Abstract
It is commonly recognized that large uncertainties exist in modelled biofuel-induced indirect land-use change, but until now, spatially explicit quantification of such uncertainties by means of error propagation modelling has never been performed. In this study, we demonstrate a general methodology to stochastically calculate direct and indirect land-use change (dLUC and iLUC) caused by an increasing demand for biofuels, with an integrated economic - land-use change model. We use the global Computable General Equilibrium model MAGNET, connected to the spatially explicit land-use change model PLUC. We quantify important uncertainties in the modelling chain.
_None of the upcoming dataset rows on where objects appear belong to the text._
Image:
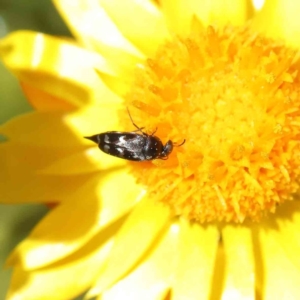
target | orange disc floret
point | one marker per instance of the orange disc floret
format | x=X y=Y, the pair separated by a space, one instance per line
x=234 y=96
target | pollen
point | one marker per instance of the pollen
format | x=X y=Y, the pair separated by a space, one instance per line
x=234 y=96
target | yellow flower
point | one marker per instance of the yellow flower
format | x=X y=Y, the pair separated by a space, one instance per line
x=212 y=221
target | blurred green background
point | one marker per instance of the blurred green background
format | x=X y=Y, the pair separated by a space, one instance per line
x=16 y=221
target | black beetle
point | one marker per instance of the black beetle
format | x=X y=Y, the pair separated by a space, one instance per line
x=132 y=145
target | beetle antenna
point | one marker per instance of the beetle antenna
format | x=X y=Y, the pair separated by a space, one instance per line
x=179 y=144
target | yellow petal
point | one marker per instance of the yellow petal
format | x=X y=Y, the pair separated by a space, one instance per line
x=57 y=281
x=135 y=237
x=44 y=101
x=280 y=277
x=88 y=161
x=280 y=19
x=55 y=237
x=26 y=186
x=55 y=66
x=196 y=259
x=146 y=29
x=62 y=129
x=179 y=13
x=46 y=129
x=239 y=263
x=288 y=230
x=153 y=276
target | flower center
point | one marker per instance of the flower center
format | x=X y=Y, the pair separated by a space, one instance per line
x=234 y=97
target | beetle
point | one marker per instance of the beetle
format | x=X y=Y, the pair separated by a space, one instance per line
x=133 y=146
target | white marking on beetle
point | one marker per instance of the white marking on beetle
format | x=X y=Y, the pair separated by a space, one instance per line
x=106 y=148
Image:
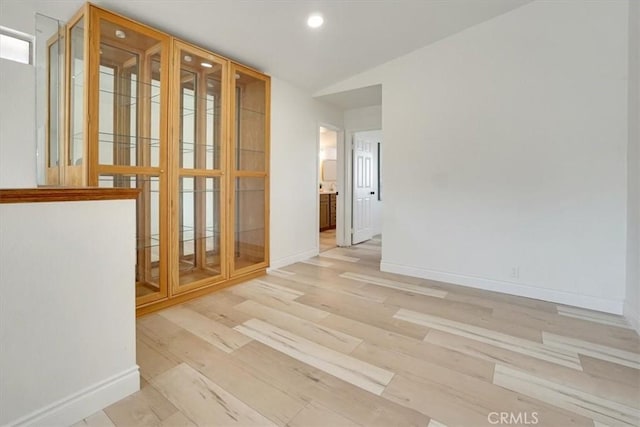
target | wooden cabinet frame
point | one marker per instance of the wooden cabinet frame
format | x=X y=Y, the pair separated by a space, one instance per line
x=156 y=169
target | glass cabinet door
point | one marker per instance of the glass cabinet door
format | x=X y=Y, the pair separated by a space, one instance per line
x=249 y=218
x=199 y=132
x=75 y=172
x=129 y=75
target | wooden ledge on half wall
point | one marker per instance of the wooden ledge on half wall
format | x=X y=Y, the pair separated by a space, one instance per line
x=65 y=194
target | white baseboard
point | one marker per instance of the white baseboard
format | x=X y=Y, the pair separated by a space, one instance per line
x=283 y=262
x=551 y=295
x=88 y=401
x=632 y=316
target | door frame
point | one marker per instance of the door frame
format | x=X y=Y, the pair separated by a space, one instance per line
x=340 y=187
x=347 y=169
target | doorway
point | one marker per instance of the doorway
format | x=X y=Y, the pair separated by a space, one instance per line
x=366 y=185
x=327 y=187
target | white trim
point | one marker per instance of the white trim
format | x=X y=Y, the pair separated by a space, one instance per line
x=632 y=316
x=283 y=262
x=75 y=407
x=551 y=295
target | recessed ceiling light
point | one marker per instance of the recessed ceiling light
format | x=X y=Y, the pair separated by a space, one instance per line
x=315 y=20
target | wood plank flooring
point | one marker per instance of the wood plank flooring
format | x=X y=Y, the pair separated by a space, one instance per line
x=332 y=341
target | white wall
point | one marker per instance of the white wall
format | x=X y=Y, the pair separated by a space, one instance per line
x=67 y=310
x=632 y=300
x=17 y=125
x=295 y=118
x=509 y=143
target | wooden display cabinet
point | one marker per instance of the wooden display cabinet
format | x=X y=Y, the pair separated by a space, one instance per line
x=249 y=213
x=190 y=130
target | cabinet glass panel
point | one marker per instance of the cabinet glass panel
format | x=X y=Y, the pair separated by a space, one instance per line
x=147 y=228
x=249 y=231
x=200 y=108
x=199 y=249
x=76 y=96
x=53 y=55
x=250 y=125
x=129 y=106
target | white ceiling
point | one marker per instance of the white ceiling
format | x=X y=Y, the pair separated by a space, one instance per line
x=272 y=35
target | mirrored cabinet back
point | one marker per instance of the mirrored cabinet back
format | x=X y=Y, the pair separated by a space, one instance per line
x=130 y=106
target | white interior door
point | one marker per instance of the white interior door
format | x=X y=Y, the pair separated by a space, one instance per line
x=363 y=189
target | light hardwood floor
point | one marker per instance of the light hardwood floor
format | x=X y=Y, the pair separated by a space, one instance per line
x=327 y=240
x=334 y=342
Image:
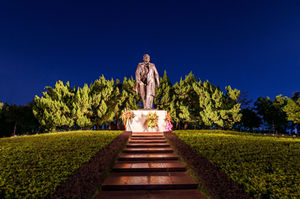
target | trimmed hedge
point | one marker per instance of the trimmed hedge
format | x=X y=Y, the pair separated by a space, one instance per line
x=33 y=166
x=265 y=166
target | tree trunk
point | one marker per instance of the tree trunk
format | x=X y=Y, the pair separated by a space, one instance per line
x=185 y=126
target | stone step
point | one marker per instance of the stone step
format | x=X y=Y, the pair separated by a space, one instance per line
x=147 y=157
x=147 y=135
x=147 y=141
x=147 y=138
x=149 y=180
x=149 y=167
x=148 y=150
x=148 y=145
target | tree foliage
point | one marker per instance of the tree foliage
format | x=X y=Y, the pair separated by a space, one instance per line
x=272 y=112
x=292 y=108
x=216 y=108
x=54 y=108
x=189 y=101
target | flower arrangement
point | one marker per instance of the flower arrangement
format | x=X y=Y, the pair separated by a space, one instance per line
x=152 y=120
x=168 y=119
x=126 y=116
Next, dLUC and iLUC projections for Brazil up to 2030 at different spatial scales and the uncertainty herein are assessed. Our results show that cell-based (5 × 5 km2) probabilities of dLUC range from 0 to 0.77, and of iLUC from 0 to 0.43, indicating that it is difficult to project exactly where dLUC and iLUC will occur, with more difficulties for iLUC than for dLUC. At country level, dLUC area can be projected with high certainty, having a coefficient of variation (cv) of only 0.02, while iLUC area is still uncertain, having a cv of 0.72. The latter means that, considering the 95% confidence interval, the iLUC area in Brazil might be 2.4 times as high or as low as the projected mean. Because this confidence interval is so wide that it is likely to straddle any legislation threshold, our opinion is that threshold evaluation for iLUC indicators should not be implemented in legislation. For future studies, we emphasize the need for provision of quantitative uncertainty estimates together with the calculated LUC indicators, to allow users to evaluate the reliability of these indicators and the effects of their uncertainty on the impacts of land-use change, such as greenhouse gas emissions.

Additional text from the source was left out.